Tuaregues negros reclamam criminalização da escravatura






Bamako - Representantes dos tuaregues negros do Mali exigiram ao Governo uma lei que criminalize a escravatura, fenómeno que persiste sobretudo no norte do país, onde está a ser desencadeada uma operação militar franco-africana contra grupos islamitas armados, noticiou à Lusa.

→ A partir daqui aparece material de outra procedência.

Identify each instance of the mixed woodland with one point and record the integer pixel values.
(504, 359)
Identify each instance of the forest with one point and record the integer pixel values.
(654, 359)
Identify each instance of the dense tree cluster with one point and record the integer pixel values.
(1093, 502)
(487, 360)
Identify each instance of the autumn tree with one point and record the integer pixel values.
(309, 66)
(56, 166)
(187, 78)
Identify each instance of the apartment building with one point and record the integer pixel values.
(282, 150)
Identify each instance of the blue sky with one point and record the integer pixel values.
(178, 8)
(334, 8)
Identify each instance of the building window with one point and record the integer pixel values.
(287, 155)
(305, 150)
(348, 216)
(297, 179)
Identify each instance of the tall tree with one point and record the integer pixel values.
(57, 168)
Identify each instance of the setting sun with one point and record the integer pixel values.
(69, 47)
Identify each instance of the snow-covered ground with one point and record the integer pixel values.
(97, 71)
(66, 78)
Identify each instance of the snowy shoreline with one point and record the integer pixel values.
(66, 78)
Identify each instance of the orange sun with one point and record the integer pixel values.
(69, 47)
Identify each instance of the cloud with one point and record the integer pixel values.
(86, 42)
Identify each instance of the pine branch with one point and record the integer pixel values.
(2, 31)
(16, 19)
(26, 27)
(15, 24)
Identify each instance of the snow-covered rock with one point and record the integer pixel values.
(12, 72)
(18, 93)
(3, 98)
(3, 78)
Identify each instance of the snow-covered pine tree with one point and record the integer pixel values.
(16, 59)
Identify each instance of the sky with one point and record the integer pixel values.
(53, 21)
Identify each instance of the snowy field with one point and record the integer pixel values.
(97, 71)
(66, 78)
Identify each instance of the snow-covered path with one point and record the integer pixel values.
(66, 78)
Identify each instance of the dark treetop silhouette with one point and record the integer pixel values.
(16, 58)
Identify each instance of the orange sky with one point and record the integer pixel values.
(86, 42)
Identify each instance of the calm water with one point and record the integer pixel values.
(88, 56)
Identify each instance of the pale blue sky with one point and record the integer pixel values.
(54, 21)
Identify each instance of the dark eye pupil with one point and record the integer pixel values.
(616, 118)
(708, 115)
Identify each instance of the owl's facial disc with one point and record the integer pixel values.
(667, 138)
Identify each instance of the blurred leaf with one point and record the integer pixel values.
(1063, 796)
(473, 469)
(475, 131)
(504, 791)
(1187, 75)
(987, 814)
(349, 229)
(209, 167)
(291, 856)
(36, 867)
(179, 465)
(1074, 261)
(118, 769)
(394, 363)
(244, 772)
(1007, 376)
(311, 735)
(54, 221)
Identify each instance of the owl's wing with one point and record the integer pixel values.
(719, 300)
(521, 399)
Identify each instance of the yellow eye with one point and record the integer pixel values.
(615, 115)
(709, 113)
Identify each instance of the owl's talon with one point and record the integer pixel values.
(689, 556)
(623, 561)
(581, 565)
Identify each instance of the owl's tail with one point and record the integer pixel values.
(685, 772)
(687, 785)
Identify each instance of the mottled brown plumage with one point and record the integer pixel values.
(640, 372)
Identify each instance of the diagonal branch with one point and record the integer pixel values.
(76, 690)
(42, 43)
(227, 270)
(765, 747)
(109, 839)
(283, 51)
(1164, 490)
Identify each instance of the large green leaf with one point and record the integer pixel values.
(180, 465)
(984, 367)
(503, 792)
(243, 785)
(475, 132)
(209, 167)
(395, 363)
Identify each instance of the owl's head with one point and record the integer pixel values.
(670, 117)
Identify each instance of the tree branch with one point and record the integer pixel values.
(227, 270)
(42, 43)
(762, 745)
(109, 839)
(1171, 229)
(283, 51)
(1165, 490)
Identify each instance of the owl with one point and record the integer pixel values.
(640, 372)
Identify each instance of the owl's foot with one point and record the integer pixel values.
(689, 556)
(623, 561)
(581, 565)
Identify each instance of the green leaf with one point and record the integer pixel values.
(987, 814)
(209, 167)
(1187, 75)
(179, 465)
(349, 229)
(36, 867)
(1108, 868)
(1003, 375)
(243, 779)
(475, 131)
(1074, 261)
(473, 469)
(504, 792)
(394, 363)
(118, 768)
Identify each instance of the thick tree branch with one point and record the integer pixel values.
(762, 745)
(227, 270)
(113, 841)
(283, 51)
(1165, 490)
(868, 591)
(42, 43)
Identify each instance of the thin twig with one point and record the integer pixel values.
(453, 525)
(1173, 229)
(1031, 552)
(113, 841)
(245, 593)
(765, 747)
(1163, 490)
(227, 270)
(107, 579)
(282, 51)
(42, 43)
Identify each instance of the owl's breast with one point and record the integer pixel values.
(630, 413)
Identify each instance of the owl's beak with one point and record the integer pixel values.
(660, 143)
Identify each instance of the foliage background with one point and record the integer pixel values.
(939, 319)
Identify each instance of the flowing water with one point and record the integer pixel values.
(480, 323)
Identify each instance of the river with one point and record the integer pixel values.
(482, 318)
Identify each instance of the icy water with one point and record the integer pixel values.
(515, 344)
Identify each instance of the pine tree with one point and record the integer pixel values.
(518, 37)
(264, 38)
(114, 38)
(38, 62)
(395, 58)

"Pedimos ao Governo do Mali que adote rapidamente uma lei criminalizadora da escravatura, uma vez que os nossos familiares são todos os dias vítimas no norte do Mali", afirmou Ibrahim Ag Idbaltanat, presidente da associação Temedt ("relacionamento" na língua tuaregue), em conferência de imprensa, refere hoje (segunda-feira) a agência noticiosa AFP.
 
De acordo com os organizadores do encontro, que contou com defensores dos direitos humanos e diplomatas, a escravatura persiste nas comunidades tuaregues.
 
Na ausência de um estudo fiável, a associação estima que sejam "várias centenas" ou "alguns milhares" as pessoas que estão a ser tratados como escravos no norte do Mali.
 
Para Temedt, o debate sobre a escravidão inscreve-se no contexto da "reconciliação" entre as comunidades, agora que a crise do Mali exacerbou as tensões no país.
 
O Norte do Mali, estava ocupado desde 2012, por grupos armados islâmicos ligados à Al-Qaeda, conduzidos em grandes cidades desde Janeiro por uma operação franco-africana, que está agora concentrada nas montanhas do extremo nordeste. 
 
As comunidades árabe e tuaregue são muitas vezes sinónimo de negros para os jihadistas em grande parte desses grupos étnicos.